Ask what has been the single greatest influence on literary research since the Sixties and the answer might be the Xerox machine, the jumbo jet or Jacques Derrida. Ask what will transform literary research in the next ten years and a likely answer is The English Poetry Full-Text Database. This project, whose three serial instalments will be complete this summer, has reportedly clocked up almost a hundred sales. That may not seem a lot, until you multiply it by the unit price of £30,000 (£5000 cheaper if you got in early). Chadwyck-Healey is a commercial publisher and the sales figures are now well past break-even into substantial profit. More important, enough databases are available for the establishment of an academic information infrastructure – user networks, newsletters, bulletin boards, help groups and team research projects. All English departments in the UK will have at least one colleague who is nagging the library to buy it or is actually using it.

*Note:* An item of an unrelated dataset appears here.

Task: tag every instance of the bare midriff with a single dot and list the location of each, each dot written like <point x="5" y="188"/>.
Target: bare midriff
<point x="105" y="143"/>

The success of EPFTD has been achieved by brash pragmatism on the part of a small, independent, publisher in Cambridge whose name would not raise a flicker of recognition among the bulk of the book-buying public. It may be a portent. EPFTD represents the kind of alliance between profit-driven entrepreneurs and institutions of learning that Tory theorists foresee as the salvation of Britain’s higher-education sector. Not a penny of state, foundational or university funding went into a project which will richly benefit research and teaching. Many of the decisions that determined the shape of EPFTD can be queried on strict scholarly grounds, but meeting those queries would have delayed delivery to the market and increased the likelihood of competitors getting into a field where it was not clear that even one player could survive. At every stage, Charles Chadwyck-Healey and his editorial board have taken the nearest, speediest, cheapest option. Rather than fool around with optical scanners, Chadwyck-Healey used low-tech manual data input (two keyboarders in the Far East typed in the same text: where there were discrepancies the copy was checked for error. It is a system which is far from foolproof). Rather than deal with all the problems involved in the definition of what ‘English Poetry’ comprises – a pinhead on which academics would happily dance for eternity – Chadwyck-Healey simply took the 1350 poets listed as poets in the Cambridge Bibliography of English Literature. Rather than wait for CBEL3, as it is to be called – whose volumes will materially reshape the canon – Chadwyck-Healey took its list from the obsolescent NCBEL (1969-72), starting at AD 600 and stopping at 1900. Co-operation with CUP would have been logical but it would have eroded the profitability of the venture.
Rather than deal with the copyright problems which would arise from using the best, most recently-edited texts, Chadwyck-Healey has resorted to the out-of-copyright editions that PhD students are specifically warned not to use. This does not matter with the mass of minor poets, most of whom are represented in first editions because their work never merited reprinting. It does matter with canonical poets – who will most often be invoked by users of the EPFTD. The EPFTD records stanza form, line indentation, typographic effect and page breaks, but the visual image of the printed page and the actual form of the book are not available, something that reduces the value of the database for bibliographical analysis. Chadwyck-Healey decided to base its publication on CD-Rom, a technology which is reliable, easy to run, and almost impossible to pirate. But it is an information device which is nearing the end of its life. New systems of networking will undermine the whole notion of site-restricted materials on which retail distribution of the database is founded.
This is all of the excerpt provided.